The possibility of future federal funding and some federal standards do not make a project federal

Judge William Clark, 1992, Barton Creek Ass’n v. Fed. Highway Admin., 950 F.2d 1129, 1134 (5th Cir. 1992, http://www.leagle.com/decision/19922079950F2d1129_11917.xml/SAVE%20BARTON%20CREEK%20ASS%27N%20v.%20FEDERAL%20HIGHWAY%20ADMIN

Though the district court acknowledged that “[t]he mere prospect of future federal funding is not enough,” it did take specific notice that according to the “Current Status Report” on the Austin Outer Loop, Segments 1, 2, 4, and 5 “are headed for some federal funding.” Furthermore, the court specifically referred to testimony from a TDH engineer that at the estimated cost of the Outer Loop, somewhere between $400 and 800 million, the project is “`not likely’ [to] be funded by the state alone.” Additionally, although the district court recognized that the TDH has not requested any federal aid for any section of the Austin Outer Loop, it found the probability of a request for federal funding “too great” to allow the TDH to construct one portion of the Austin Outer Loop without following federal law. This Court has recognized, however, that “the possibility of federal funding in the future for a project or group of projects does not make that project or projects `major [F]ederal action’ during the planning stage.” Atlanta Coalition, 599 F.2d at 1347 (citations omitted). See also City of Boston v. Volpe, 464 F.2d 254, 258 (1st Cir.1972) (“[T]he adoption of certain federal standards and specifications in the hope of qualifying for federal assistance cannot transform a state or local project into a federal one”).

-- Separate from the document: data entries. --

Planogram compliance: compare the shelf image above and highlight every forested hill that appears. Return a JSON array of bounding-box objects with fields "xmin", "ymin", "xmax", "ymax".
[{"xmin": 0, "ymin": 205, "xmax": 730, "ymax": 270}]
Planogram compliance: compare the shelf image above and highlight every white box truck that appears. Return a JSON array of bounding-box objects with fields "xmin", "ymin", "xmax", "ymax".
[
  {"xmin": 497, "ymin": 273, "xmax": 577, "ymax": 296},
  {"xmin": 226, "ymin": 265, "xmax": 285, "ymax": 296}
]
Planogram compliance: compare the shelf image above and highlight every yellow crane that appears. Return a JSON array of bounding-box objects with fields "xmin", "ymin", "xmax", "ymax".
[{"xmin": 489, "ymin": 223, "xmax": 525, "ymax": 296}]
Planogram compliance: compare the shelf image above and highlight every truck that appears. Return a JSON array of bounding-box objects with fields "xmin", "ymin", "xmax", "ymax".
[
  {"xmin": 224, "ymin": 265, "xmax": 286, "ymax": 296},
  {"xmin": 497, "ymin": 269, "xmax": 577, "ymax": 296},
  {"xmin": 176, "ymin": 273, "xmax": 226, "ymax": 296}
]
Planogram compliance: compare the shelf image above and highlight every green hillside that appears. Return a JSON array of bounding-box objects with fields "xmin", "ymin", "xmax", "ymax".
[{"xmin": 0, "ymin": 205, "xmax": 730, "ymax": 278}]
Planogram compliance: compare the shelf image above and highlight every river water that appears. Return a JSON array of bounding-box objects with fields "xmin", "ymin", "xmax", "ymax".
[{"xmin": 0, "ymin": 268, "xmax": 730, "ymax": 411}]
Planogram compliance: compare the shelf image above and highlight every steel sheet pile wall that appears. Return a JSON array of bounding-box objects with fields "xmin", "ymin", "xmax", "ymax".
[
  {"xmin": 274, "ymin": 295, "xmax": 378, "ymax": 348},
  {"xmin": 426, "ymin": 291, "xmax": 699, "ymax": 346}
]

Early coordination with the feds does not constitute federal action

Judge William Clark, 1992, Barton Creek Ass’n v. Fed. Highway Admin., 950 F.2d 1129, 1134 (5th Cir. 1992, http://www.leagle.com/decision/19922079950F2d1129_11917.xml/SAVE%20BARTON%20CREEK%20ASS%27N%20v.%20FEDERAL%20HIGHWAY%20ADMIN

Since the August 1987 Federal Register segmentation announcement, the Austin Outer Loop has undergone two re-segmentations. In September 1987, TDH approved a re-segmentation of the original Segment 3 into 3A and 3B, and subsequently informed the FHWA of its actions. Expressing concern about the proposed resegmentation, the FHWA continued collaborating with the TDH to make the segments meet the requirements to maintain federal funding eligibility. Ultimately, the TDH concurred with the FHWA’s suggestion to divide the Austin Outer Loop into five segments, each ending at major radial roadways. This proffered segmentation is the current division of the proposed Austin Outer Loop. In essence, the only control FHWA has exercised to date over the Austin Outer Loop is the suggestion of its resegmentation in order for TDH to retain eligibility for federal aid funds. Segment 3 is just one of many state projects that has federal assistance at an exploratory stage and then is completed wholly through state funding.

Upon reviewing the record, particularly the evidence found persuasive by the district court,12 we find that none of the early coordination activities by the state with the federal government constitute the requisite “major Federal action.” The crux of the district court’s opinion was a determination that the Austin Outer Loop is a “`proposal for major [F]ederal action.'” Having made that assessment, it rather cursorily concluded that Segment 3 is an integral part of a federal project, as is MoPac South, since it was planned for construction as part of Segment 3.